# Coughing Sound Effect (Lautmalerei/Onomatopoeia)



## scarfboymrreese

What is a good Coughing Sound Effect (Lautmalerei/Onomatopoeia) in German? 

Was ist ein guter Hustengeräuscheffekt auf Deutsch?


Hallo, I'm translating my English children's book into German, and I have a page where a monster is doing a variety of coughing/choking sounds.

Here's what it looks like in English:









I've been told on a different thread that "hust, hust" in German wouldn't really work as a good Lautmalerei/Onomatopoei. My question, then, is what is a good coughing sound Onomatopoeia in German? Like one they would use in comic books? 

Is "Cof Cof," "Kof Kof" or "Kaf Kaf" something that is von deutschsprachigen Menschen verwendet?

I ask, because I've also translated the book into Spanish (as I'm fluent in Spanish), and "Cof Cof" does work as a coughing sound in that language, and I believe I've seen it used in other languages.

For example:







Dankeschön!


----------



## scarfboymrreese

scarfboymrreese said:


> What is a good Coughing Sound Effect (Lautmalerei/Onomatopoeia) in German?
> 
> Was ist ein guter Hustengeräuscheffekt auf Deutsch?



I could also use some help with figuring out a gasping or hacking sound effect. 

Was ist ein Keuchen oder Atemnot Soundeffekt?


----------



## JClaudeK

scarfboymrreese said:


> Was ist ein Keuchen oder Atemnot Soundeffekt?


Einer davon ist "Keuch".





Edit: Siehe dazu


> Inflektiv
> Ein Inflektiv ist eine infinite und unflektierte Verbform, die im Deutschen durch deverbale Reduktion, d. h. durch Weglassen der Infinitivendung -n oder -en, gebildet wird (beispielsweise seufz von seufzen, purzel von purzeln).


----------



## Kajjo

I believe we should for all these questions of yours distinguish more clearly between Lautmalerei/Onomatopoeia and inflectives (Erikativ).

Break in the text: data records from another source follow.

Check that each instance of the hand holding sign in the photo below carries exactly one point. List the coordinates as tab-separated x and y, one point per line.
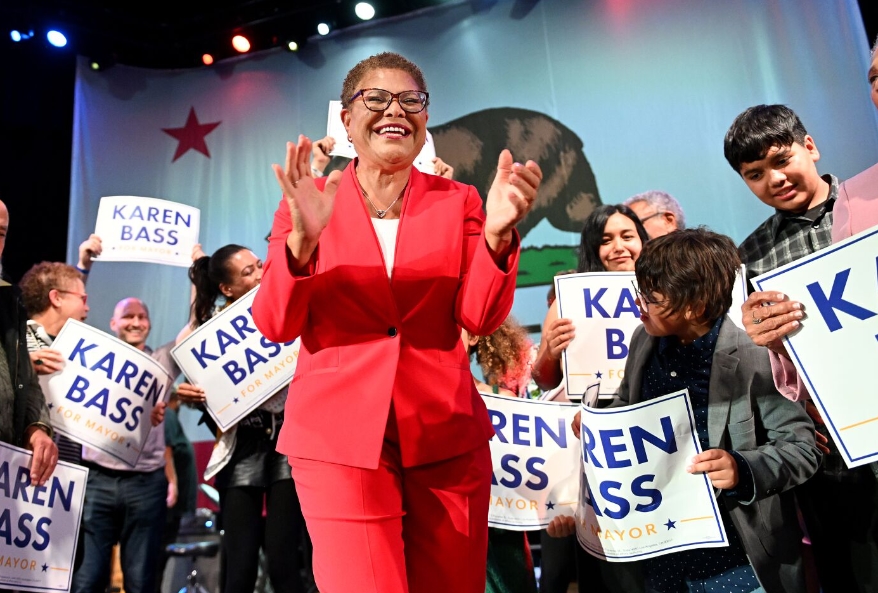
45	455
191	394
720	467
561	526
310	208
46	361
768	317
88	250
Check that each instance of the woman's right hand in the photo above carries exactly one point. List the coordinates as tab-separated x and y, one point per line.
47	361
191	394
559	334
310	208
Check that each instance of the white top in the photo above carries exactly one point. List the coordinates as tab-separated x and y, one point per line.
386	231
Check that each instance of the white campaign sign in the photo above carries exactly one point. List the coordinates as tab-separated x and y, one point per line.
237	366
147	230
836	344
739	296
104	395
603	308
38	525
535	459
345	148
636	500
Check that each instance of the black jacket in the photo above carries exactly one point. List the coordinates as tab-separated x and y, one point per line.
29	405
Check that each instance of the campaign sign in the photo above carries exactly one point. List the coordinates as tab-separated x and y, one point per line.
535	459
636	499
104	395
836	345
739	296
38	525
147	230
603	309
236	365
345	148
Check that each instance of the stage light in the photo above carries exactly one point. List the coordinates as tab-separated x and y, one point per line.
241	43
364	10
56	38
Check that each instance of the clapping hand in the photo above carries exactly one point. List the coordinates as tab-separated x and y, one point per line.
310	208
510	199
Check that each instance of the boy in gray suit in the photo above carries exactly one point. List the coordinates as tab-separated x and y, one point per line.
756	444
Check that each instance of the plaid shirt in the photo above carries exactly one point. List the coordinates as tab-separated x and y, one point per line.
785	237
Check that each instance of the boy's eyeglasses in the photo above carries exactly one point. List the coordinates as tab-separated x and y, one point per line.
645	301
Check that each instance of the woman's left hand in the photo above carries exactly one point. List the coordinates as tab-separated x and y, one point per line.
510	199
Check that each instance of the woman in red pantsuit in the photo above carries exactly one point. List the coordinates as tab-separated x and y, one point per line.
377	268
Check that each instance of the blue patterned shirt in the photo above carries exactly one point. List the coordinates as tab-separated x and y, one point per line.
672	367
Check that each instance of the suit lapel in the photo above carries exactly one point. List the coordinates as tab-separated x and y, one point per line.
722	381
641	356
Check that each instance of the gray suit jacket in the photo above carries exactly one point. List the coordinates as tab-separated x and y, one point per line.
774	435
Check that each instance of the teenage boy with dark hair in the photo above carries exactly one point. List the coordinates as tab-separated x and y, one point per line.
756	444
769	147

Lautmalerei: iiihhh, ohh, aua, ah <einzelne Laute als echte Lautmalerei>
Erikativ: seufz, klatsch, rülps <Verbstämme für Comic-Sprache>

German comics use a lot of inflectives, which are really easy to create: _hust, keuch, röchel _


----------



## scarfboymrreese

JClaudeK said:


> Einer davon ist "Keuch".
> 
> View attachment 56738
> 
> Edit: Siehe dazu



Besten Dank!


----------



## scarfboymrreese

Kajjo said:


> I believe we should for all these questions of yours distinguish more clearly between Lautmalerei/Onomatopoeia and inflectives (Erikativ).
> 
> Lautmalerei: iiihhh, ohh, aua, ah <einzelne Laute als echte Lautmalerei>
> Erikativ: seufz, klatsch, rülps <Verbstämme für Comic-Sprache>
> 
> German comics use a lot of inflectives, which are really easy to create: _hust, keuch, röchel _




That is good to know. So, it would be okay for me to use just the simple verb form in certain cases? Like "Hust! Keuch!" for "Cough! Gasp!," etc.?


----------



## Kajjo

scarfboymrreese said:


> Like "Hust! Keuch!" for "Cough! Gasp!," etc.?

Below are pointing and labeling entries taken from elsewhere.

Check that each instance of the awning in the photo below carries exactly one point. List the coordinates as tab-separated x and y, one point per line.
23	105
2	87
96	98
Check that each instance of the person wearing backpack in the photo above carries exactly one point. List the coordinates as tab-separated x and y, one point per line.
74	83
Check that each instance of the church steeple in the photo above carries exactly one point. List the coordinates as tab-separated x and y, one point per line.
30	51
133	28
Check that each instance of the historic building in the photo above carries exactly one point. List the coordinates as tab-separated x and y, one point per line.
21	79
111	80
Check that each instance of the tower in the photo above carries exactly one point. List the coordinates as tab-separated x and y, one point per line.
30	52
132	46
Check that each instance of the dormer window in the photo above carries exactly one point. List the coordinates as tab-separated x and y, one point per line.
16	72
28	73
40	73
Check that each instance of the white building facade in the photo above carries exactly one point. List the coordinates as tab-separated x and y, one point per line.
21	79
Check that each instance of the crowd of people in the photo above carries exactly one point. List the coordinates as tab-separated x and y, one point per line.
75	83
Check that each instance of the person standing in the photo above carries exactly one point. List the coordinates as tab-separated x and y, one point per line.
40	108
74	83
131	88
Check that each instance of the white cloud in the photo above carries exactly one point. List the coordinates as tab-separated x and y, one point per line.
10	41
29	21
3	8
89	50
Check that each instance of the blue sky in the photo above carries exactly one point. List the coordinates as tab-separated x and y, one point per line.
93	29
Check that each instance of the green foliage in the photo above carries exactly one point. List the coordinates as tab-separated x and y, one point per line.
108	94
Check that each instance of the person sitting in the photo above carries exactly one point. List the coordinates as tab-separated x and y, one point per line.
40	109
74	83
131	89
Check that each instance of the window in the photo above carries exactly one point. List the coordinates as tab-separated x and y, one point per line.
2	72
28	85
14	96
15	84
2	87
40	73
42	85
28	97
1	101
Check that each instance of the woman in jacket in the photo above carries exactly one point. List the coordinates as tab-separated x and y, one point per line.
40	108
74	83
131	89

Absolutely. The Erikativ is established Comic speech.


----------



## scarfboymrreese

Kajjo said:


> Absolutely. The Erikativ is established Comic speech.


Thanks again.


----------



## JClaudeK

Kajjo said:


> which are really easy to create: _hust, keuch, röchel _



Some more: schnauf, lechz, stöhn, ......  (edit: to render "gasp")


----------



## scarfboymrreese

JClaudeK said:


> Some more: schnauf, lechz, stöhn, ......



I appreciate it!


----------



## Hutschi

Only: "Keuch!" alone is not "husten" but for "Atemnot". It may be result of "husten", so that "Hust! Keuch!" might work, depending on context.


----------



## Hutschi

PS: I found some:
https://www.labbe.de/blog/Comicsprache (This shows lots of words.)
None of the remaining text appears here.